The Assyrian exodus from Iraq refers to the mass flight and expulsion of ethnic Assyrians from Iraq, a process which was initiated from the beginning of Iraq War in 2003 and continues to this day. Leaders of Iraq's Assyrian community estimate that over two-thirds of the Iraqi Assyrian population may have fled the country or been internally displaced since the U.S.-led invasion in 2003 until 2011. Reports suggest that whole neighborhoods of Assyrians have cleared out in the cities of Baghdad and Basra, and that Sunni insurgent groups and militias have threatened Assyrians.[1] Following the campaign of the Islamic State of Iraq and the Levant in northern Iraq in August 2014, one quarter of the remaining Iraqi Assyrians fled the Jihadists, finding refuge in Turkey and Iraqi Kurdistan.[2]

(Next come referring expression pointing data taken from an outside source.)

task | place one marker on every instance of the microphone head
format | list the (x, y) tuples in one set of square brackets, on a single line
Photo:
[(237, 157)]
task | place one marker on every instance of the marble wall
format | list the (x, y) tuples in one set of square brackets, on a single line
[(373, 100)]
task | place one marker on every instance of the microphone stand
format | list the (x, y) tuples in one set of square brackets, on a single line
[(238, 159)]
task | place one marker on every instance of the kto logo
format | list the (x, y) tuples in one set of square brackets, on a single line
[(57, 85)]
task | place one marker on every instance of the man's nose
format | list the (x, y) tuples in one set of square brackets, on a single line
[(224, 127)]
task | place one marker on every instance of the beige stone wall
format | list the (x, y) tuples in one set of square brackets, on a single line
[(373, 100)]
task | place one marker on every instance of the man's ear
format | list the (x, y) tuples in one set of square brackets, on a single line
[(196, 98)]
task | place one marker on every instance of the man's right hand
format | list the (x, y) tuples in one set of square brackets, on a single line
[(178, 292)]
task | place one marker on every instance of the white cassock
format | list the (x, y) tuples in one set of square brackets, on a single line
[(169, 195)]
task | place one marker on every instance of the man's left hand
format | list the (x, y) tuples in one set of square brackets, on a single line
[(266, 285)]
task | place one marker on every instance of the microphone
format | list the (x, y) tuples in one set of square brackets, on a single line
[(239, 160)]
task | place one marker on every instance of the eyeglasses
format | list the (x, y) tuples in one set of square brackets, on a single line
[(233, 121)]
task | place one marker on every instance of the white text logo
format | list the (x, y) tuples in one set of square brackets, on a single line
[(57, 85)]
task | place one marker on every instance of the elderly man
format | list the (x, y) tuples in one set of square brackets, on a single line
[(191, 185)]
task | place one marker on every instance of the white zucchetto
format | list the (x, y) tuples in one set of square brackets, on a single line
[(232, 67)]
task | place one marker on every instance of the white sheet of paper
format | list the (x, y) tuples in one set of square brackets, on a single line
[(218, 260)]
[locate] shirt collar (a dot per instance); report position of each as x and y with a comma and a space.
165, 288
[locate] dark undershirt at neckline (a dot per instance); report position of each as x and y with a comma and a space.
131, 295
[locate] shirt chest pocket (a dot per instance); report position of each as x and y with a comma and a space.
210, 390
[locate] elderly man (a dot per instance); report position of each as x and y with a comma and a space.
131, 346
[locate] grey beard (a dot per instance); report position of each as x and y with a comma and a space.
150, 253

The Guardian published that the violence faced by Assyrians has led to a drop in their numbers in Iraq from at least 800,000 in 2003 to 400,000 in 2011.[3] The 2009 Catholic Almanac puts the numbers much higher—a drop from 1.5 million mostly Assyrians in Iraq in 2003 to just 500,000 in 2009.[4] Some estimate the updated number of Assyrians in Iraq at just 300,000. The UN High Commission for Refugees estimated in 2007 that one third of 1.8 million Iraqi refugees were Assyrians.[5] A similar percentage of the 1.6 million internally displaced within Iraq in 2007 were likely Assyrians, many of whom had fled Baghdad, Basra, and Mosul to the relatively stable Northern Iraq.[5]

Background

A 1950 CIA report on Iraq showed that Assyrians comprised 4.9% of the Iraqi population during the 1940s.[6]

Total population Chaldean Catholic Syriac Catholic Syriac Orthodox Nestorian
165,000 98,000 25,000 12,000 30,000

The report goes on and states 20% of the Assyrians live in Baghdad and 60% in Mosul.

The Iraqi Minorities Council and the Minority Rights Group International estimated that Iraq's pre-war Assyrian population was 800,000.[7]